Poetics

This Boise State University e-Classics Internet Library ebook
The Poetics, by Aristotle
was composed from the public domain text
found on a prominent public domain web site.
Its public domain graphics of The School of Athens by Raphael
came from wikimedia commons.
It was designed and edited by Clay Morgan of Boise State University,
and a Senior Seminar student editorial board, including Brittany Dozier,
Ciara Gearheard, Garrett Hostmeyer, Amy Howarth, Laura Johnston, Megan Justice, Cooper Lee, Melody Paris, Michelle Perreira, Jason Richter
and Nicholas Richy.
This ebook is dedicated to
Michael S. Hart
1947 – 2011
Clay Morgan
Director, The Story Initiative
Boise State University

 

Forward, by Clay Morgan

 

Aristotle, the ancient Greek philosopher (384 BCE – 322 BCE) shaped the way we moderns view the structure of stories. He may have been the first to analyze, recognize and categorize the structure and elements of successful stories, and his influence remains strong. Indeed, it may be strongest in the dominant literature of today — Hollywood movies — which thrive by adhering to Aristotle’s Poetics elements: beginnings, middles and ends; realizations and revelations; and reversals of fortune and situation.

Aristotle comes third in a line of an amazing succession of teachers and students. Socrates (469 BCE – 399 BCE) developed inquiry and dialogue. Socrates taught Plato (424 BCE – 348 BCE), who developed intellectual thinking to such an extent that philosophy itself has been called Plato’s invention. Plato taught Aristotle, who developed logic and scientific study. Aristotle taught Alexander the Great (356 BCE – 323 BCE), who conquered much of the world that was known to the Greeks.

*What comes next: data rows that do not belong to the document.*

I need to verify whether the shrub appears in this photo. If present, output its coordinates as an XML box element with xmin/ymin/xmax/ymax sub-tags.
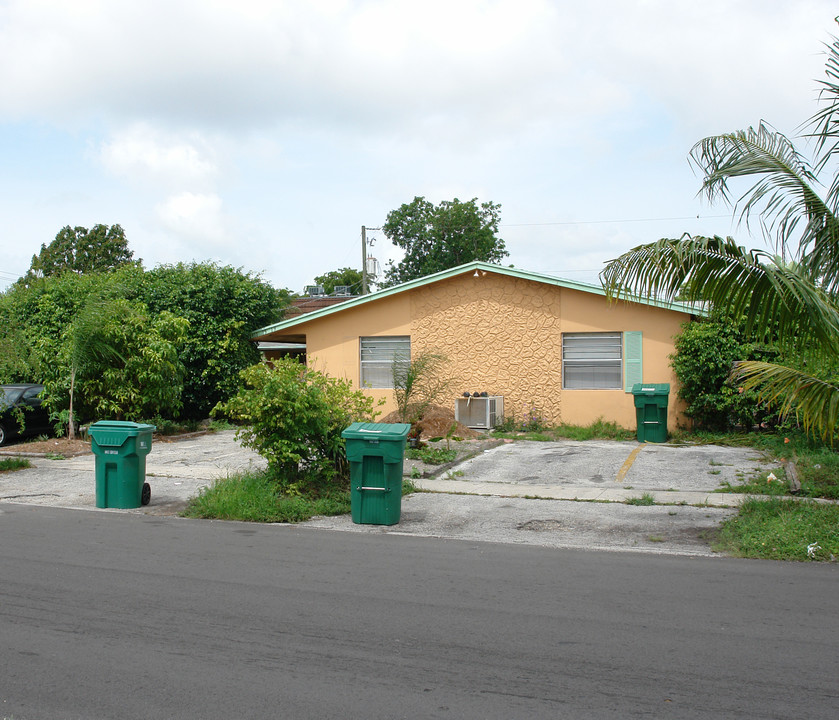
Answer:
<box><xmin>213</xmin><ymin>358</ymin><xmax>378</xmax><ymax>491</ymax></box>
<box><xmin>670</xmin><ymin>318</ymin><xmax>778</xmax><ymax>431</ymax></box>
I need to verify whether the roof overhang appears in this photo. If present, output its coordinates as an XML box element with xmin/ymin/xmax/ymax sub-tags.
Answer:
<box><xmin>251</xmin><ymin>261</ymin><xmax>707</xmax><ymax>343</ymax></box>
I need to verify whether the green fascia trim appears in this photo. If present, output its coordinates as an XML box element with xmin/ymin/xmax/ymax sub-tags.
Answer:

Born in northern Greece to the King of Macedon’s court physician, Aristotle studied in Athens at Plato’s Academy. King Philip II of Macedon hired him to tutor his son, Alexander, who later subdued the Greek city states and went on to conquer the Persian Empire. Under Alexander’s protection, Aristotle lived in Athens. When Alexander died, Aristotle fled Athens, and died soon after.

His was the best of minds in the worst of times. When Aristotle wrote The Poetics, around 335 BCE, the Golden Age of Greece was ending, the dominant city-states of Athens and Sparta had practically destroyed each other in war, and Alexander the Great was off conquering the known world. Alexander would soon die of mysterious causes. And the empire that Alexander created would soon splinter and be eclipsed by an expanding Rome.

I tell my young writing students to be aware: If half of their readers are smarter than they are, and if half of their readers are older than they are, then many of their readers are more experienced and wiser than they are. Their readers bring more to the page.

But that’s a good thing, I say, because a story is a shared, intellectual, chronological experience — a simulation of human life, inside the human mind. We writers should hope for wise and experienced readers. Good readers make good stories better.

The wisest of readers was Aristotle. He absorbed Sophocles’ Oedipus the King, intellectually and emotionally, and outlined in his Poetics the basics of story-making. Beginning, middle and end. Revelation and realization. Reversal of fortune. A sense of meaning and consequence. And an emotional, cathartic experience, inside the powerful logic-system of Story.

I read The Poetics often, but not religiously. By that, I mean that I don’t go to it for rules and commandments. The Poetics is not a writer’s Bible. It doesn’t tell us writers what to do. Rather, The Poetics tells us what good stories do. Stories engage us, they change us, and they improve us all.